驚愕のトリックにのけぞった後に、改めてタイトルを振り返るとなんと味わい深いことだろう。


No.28 5点 出雲伝説7/8の殺人
島田荘司
(2009/10/18 12:38登録)
謎解きが充実すればするほど、肝心の物語が迷走していた感は拭えない。
首なし死体による被害者不特定の事件であるにもかかわらず、
通報によって早々に容疑者が浮かび上がり、マスコミからも追求されていくという流れは、
時刻表ミステリーについて精緻に描き込まれているのに比べるとかなり荒っぽいのではないか。


No.27 6点 長い長い殺人
宮部みゆき
(2009/10/18 12:35登録)
後日談として「容疑者の財布」の声も聞きたかったな。


No.26 7点 さまよう刃
東野圭吾
(2009/10/18 12:31登録)
「警察は市民を守っているわけじゃない。
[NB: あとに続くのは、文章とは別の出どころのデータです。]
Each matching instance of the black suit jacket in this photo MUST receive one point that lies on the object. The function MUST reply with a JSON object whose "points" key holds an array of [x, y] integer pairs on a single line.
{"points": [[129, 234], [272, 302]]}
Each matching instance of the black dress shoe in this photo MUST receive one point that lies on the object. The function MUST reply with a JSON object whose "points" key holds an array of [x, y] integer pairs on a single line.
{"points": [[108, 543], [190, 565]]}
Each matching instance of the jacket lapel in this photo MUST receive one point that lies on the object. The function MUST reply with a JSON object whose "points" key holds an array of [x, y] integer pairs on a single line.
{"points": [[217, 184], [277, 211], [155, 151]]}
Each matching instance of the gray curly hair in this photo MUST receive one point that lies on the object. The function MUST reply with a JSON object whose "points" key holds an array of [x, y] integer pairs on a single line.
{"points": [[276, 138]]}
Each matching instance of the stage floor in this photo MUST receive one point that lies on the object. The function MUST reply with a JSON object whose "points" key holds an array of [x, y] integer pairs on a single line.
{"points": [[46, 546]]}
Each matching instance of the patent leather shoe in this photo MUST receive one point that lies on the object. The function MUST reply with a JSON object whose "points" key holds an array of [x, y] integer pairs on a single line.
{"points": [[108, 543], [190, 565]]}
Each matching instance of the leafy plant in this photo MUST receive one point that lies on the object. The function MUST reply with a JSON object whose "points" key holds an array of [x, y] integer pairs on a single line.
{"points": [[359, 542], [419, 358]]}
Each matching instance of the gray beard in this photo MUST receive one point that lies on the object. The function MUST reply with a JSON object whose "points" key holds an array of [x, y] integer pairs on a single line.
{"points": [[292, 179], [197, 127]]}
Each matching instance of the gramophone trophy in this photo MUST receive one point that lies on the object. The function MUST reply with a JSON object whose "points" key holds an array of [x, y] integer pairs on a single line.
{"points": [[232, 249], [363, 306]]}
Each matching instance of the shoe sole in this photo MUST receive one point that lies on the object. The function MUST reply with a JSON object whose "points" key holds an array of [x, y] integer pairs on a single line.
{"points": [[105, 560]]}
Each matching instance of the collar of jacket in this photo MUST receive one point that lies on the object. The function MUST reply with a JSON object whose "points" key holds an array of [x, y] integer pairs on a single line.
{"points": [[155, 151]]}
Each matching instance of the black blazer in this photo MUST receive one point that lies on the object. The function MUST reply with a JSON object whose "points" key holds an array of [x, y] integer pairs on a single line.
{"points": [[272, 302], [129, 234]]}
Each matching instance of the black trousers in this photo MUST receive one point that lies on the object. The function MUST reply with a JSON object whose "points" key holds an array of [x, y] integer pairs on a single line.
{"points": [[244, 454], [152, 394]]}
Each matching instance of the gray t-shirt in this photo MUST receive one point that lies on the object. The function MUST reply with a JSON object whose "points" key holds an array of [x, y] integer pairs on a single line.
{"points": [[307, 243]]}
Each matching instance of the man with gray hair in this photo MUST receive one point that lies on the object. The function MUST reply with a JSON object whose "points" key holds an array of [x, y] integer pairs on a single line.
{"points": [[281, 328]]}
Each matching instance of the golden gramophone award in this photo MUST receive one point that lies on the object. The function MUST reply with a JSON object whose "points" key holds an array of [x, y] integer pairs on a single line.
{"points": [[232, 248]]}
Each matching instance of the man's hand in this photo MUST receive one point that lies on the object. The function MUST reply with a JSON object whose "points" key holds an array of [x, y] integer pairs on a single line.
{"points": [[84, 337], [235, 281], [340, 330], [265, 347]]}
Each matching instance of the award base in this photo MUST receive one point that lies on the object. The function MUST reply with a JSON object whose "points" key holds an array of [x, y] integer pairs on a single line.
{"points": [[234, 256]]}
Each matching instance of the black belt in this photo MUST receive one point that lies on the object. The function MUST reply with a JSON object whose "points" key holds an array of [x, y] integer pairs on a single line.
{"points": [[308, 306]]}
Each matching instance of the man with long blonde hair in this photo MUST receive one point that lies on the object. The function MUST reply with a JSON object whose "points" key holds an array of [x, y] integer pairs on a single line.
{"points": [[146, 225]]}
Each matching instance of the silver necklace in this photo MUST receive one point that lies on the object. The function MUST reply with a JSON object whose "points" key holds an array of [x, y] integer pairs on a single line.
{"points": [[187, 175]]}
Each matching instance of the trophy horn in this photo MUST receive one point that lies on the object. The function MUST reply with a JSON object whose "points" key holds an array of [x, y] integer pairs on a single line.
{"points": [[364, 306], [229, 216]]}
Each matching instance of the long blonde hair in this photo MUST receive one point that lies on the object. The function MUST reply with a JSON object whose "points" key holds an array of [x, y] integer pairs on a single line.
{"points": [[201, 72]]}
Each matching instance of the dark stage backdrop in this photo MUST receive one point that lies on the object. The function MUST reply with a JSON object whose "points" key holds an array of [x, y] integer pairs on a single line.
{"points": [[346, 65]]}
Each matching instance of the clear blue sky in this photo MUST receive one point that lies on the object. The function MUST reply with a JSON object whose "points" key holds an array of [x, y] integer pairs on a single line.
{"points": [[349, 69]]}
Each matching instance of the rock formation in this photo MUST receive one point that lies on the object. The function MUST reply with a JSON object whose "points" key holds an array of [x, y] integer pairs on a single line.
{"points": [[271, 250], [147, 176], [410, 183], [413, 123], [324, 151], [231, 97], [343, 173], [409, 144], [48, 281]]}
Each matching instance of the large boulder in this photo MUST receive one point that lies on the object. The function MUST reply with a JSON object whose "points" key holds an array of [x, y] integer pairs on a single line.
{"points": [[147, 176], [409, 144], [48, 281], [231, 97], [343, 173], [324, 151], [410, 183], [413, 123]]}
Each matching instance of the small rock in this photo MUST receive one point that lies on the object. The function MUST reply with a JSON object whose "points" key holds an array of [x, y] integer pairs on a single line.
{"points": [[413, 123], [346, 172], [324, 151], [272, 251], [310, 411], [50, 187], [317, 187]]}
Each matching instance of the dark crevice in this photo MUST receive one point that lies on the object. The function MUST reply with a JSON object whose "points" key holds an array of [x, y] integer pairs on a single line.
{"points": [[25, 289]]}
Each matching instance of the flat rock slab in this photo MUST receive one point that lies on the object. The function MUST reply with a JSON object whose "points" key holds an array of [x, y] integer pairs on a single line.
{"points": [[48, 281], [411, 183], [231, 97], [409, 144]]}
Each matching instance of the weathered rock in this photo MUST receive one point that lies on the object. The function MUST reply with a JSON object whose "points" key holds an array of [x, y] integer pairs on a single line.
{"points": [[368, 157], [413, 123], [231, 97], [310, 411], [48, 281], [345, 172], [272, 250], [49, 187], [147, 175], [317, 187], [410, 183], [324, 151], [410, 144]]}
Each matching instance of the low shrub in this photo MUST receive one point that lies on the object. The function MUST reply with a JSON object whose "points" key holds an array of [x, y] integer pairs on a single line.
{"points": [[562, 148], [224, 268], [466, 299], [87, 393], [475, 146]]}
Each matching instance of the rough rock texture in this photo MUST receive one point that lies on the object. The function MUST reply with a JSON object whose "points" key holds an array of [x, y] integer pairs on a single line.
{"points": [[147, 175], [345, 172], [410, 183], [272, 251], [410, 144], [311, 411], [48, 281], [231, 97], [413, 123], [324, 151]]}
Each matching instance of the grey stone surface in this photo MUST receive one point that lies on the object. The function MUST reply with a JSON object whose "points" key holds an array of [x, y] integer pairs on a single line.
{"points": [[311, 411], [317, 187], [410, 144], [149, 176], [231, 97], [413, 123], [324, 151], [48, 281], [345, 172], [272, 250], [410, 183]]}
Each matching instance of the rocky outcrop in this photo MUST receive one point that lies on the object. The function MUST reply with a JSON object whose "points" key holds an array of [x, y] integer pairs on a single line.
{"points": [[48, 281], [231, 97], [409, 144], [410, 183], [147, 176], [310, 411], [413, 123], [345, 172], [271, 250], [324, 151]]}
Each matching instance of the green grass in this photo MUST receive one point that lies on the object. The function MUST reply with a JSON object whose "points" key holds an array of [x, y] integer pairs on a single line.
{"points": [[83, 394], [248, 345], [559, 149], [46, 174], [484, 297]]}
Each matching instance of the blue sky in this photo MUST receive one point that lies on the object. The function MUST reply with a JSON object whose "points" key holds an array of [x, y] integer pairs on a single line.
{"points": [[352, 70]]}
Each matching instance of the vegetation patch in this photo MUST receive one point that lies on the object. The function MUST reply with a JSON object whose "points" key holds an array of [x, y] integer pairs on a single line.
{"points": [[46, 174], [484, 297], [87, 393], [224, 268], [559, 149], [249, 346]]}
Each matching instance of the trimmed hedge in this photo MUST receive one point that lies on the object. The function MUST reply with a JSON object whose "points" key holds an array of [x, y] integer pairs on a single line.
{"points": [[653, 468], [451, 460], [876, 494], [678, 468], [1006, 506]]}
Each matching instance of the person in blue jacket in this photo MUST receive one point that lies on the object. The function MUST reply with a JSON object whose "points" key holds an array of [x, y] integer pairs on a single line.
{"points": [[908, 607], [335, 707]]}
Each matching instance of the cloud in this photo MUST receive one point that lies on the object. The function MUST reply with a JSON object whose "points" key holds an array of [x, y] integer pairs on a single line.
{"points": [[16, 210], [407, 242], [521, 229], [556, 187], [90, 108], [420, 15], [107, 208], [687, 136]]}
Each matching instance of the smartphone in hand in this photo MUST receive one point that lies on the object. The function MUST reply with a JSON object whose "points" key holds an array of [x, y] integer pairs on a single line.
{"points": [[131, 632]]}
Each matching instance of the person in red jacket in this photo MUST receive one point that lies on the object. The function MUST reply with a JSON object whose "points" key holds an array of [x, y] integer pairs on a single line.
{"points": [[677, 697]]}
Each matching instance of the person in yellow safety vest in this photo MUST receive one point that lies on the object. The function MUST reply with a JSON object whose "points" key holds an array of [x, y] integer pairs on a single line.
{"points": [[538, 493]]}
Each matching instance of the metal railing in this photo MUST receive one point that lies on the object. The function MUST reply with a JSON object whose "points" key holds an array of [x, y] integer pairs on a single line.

警察が守ろうとするのは法律のほうだ」と自嘲しながらも、
もちろん法治国家として復讐を容認することなど絶対に許されないという葛藤と向き合うことになる。
この警察側の描写が物語に深みを与えている。


No.25 7点 北の夕鶴2/3の殺人
島田荘司
(2009/10/18 12:27登録)
夏の終わりに、「光文社ミステリー資料館」で開催された島田荘司フェアに出掛け、そこで展示されていた“斜め屋敷”の模型をニヤニヤ眺めてはトリックの凄さに改めて唸っていたものだったが、その流氷館のトリックに匹敵するだけの仕掛けが、この三ツ矢マンションのトリックなのではないか。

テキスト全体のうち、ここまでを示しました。